Adobe (ADBE.US) earnings report before AI anxiety heavily burdens software stocks: Wall Street cautious of new wave of selling frenzy.
Recently, the rise in software stocks has been proven to be temporary. Due to lingering concerns about the disruptive effects of Artificial Intelligence (AI), investors are preparing for a new round of selling.
The recent rally in software stocks has proven to be short-lived. Due to persistent concerns about the disruptive impact of artificial intelligence (AI), investors are preparing for a new round of selling.
The iShares Expanded Tech-Software Sector ETF (IGV.US), which tracks the software sector, surged 16% in the early days of this month driven by strong earnings reports, briefly turning positive for the year. However, this momentum came to a halt on June 1st. The ETF has now fallen for seven consecutive trading days, erasing all gains. During this period, the software sector has been the worst-performing sector in the S&P 500 index. The IGV is down over 12% for the year, while the S&P 500 index has risen by 7.9% during the same period.
Mike Bell, Head of Market Strategy at RBC BlueBay Asset Management, stated: "Even though we have seen such weakness, we believe there is further downside. The issue is not only whether software companies can maintain their previous growth rates, but they are facing a real existential threat - when AI can do these jobs itself, software products may become unnecessary."
Software stocks have been under harsh scrutiny by the market this year. Pressure from start-up companies like Anthropic and OpenAI has led to a widespread withdrawal of funds from this sector, consequently lowering the earnings multiples of software stocks - a metric that was once among the highest in the technology sector. On Tuesday, Anthropic released a new version of its Mythos AI model, causing the IGV to drop by 2.8%, further exacerbating market concerns.
Bell said: "When the range of uncertainty is so large, traditional valuation measures are not as useful. It's fair to say that the current uncertainty is much higher than in the past."
Despite this, data compiled from the market shows that the performance of software stocks in this earnings season remains encouraging: 90% of software companies in the S&P 500 have exceeded earnings expectations, compared to 82% for the entire index. Bank of America analysts wrote in a report to clients on June 8th that software companies featured at the Bank of America Global Tech Conference earlier this month "displayed a continued optimism overall."

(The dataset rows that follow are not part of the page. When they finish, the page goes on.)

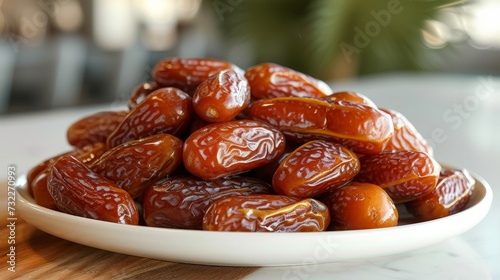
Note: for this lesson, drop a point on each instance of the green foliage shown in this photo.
(311, 35)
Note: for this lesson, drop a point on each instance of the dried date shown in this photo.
(222, 96)
(453, 191)
(315, 168)
(404, 175)
(134, 165)
(166, 110)
(361, 206)
(79, 191)
(181, 201)
(188, 73)
(94, 128)
(267, 213)
(229, 148)
(406, 136)
(362, 128)
(270, 80)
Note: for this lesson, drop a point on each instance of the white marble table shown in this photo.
(458, 114)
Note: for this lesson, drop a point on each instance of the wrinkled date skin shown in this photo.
(181, 201)
(363, 129)
(94, 129)
(79, 191)
(39, 175)
(266, 172)
(166, 110)
(266, 213)
(350, 96)
(134, 165)
(404, 175)
(453, 191)
(315, 168)
(361, 206)
(229, 148)
(188, 73)
(140, 93)
(270, 80)
(406, 136)
(222, 96)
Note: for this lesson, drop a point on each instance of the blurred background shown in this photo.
(61, 53)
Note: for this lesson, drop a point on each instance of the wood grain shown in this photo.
(40, 255)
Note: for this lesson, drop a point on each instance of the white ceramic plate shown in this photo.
(252, 249)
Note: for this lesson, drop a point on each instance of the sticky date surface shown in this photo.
(79, 191)
(229, 148)
(181, 201)
(268, 213)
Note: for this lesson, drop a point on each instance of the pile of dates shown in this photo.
(208, 145)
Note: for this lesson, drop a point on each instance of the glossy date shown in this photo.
(270, 80)
(134, 165)
(188, 73)
(267, 213)
(166, 110)
(404, 175)
(79, 191)
(362, 128)
(361, 206)
(453, 191)
(222, 96)
(94, 128)
(229, 148)
(406, 136)
(181, 201)
(315, 168)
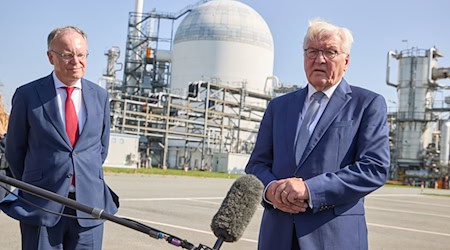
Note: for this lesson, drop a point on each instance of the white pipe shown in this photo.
(388, 68)
(430, 68)
(445, 143)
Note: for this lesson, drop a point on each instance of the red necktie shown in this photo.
(71, 118)
(71, 122)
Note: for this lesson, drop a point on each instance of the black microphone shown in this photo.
(237, 209)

Standout companies include Snowflake Inc. (SNOW.US), Datadog Inc. (DDOG.US), DigitalOcean Holdings Inc. (DOCN.US), and JFrog Inc. (FROG.US), all of which reported strong performance, demonstrating their solid position in the software ecosystem. Cybersecurity has also been a major highlight this year.

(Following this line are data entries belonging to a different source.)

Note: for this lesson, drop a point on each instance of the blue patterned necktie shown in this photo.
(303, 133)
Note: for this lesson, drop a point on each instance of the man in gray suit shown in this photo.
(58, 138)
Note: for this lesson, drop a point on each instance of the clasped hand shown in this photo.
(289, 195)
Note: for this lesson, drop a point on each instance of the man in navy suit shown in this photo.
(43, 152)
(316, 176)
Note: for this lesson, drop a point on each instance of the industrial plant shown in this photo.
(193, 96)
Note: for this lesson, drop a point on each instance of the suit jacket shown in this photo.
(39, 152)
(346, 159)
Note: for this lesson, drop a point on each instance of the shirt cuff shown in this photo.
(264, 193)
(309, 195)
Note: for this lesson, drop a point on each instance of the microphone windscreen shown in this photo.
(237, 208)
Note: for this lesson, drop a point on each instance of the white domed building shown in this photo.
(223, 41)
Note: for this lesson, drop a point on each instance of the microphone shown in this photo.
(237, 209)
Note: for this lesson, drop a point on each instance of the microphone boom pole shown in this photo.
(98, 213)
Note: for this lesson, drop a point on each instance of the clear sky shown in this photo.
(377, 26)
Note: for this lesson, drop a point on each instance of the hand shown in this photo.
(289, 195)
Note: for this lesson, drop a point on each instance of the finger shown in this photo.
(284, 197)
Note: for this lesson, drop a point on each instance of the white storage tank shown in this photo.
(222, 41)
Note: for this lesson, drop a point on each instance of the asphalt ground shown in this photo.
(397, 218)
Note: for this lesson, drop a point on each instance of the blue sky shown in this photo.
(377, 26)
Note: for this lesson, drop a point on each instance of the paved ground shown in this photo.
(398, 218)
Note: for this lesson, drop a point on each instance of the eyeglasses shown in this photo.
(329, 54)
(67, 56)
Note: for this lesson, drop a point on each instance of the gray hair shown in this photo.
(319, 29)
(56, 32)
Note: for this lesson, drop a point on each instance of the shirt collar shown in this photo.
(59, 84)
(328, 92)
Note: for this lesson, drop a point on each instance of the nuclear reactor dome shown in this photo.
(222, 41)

The next earnings report worth watching will come from Adobe Inc. (ADBE.US), scheduled for release after the market closes on Thursday. The software maker, focused on creative professionals, is considered one of the companies most at risk of AI disruption, as AI tools have already shown impressive capabilities in image generation.
Adobe's stock has fallen by 32% year-to-date, and its post-earnings performance has been lackluster - with 9 out of 11 previous earnings releases resulting in declines. Last quarter, long-time CEO Shantanu Narayen announced he would step down, raising doubts about the company's ability to successfully navigate the AI transformation.

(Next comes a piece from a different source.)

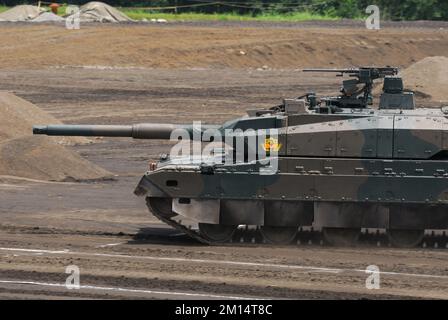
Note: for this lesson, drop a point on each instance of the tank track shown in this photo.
(305, 237)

Following this round of selling, Adobe's valuation is relatively cheap - with a price-to-earnings ratio of less than 10 times (based on expected earnings), compared to an average price-to-earnings ratio of around 30 times over the past decade. Nevertheless, investors are still hesitant to enter the market.
Fiona Ker, portfolio manager at Ruffer with assets under management totaling around $26 billion, said: "It's hard to imagine what Adobe's moat is, which means it looks like a company that could be displaced." She has started building positions in beaten-down software stocks like Salesforce, Inc. (CRM.US), but remains cautious about Adobe.
The expected IPOs of OpenAI and Anthropic could also pose pressure on traditional software stocks. Anthropic, the developer of the chat Siasun Robot & Automation Claude, could potentially go public as early as October, while OpenAI is reportedly eyeing a listing in the fall.
Bell from RBC BlueBay said: "These IPOs could have a direct impact, as investors seek to avoid losers in the AI field and over-weight companies with the potential to perform well. These are clearly potential winners that everyone is willing to allocate to."
Ker from Ruffer believes that companies with large enterprise clients that may face legal or compliance issues when switching suppliers are more likely to inspire confidence in their prospects.
She said: "The boundaries of AI capabilities are constantly evolving, and if you're trying to infer what sustainable growth looks like from that, that's a big problem. But when I look at these software stocks, I see attractive combinations of free cash flow yield and valuation multiples below market averages. It's an enticing opportunity, and I think you're being compensated for this uncertainty."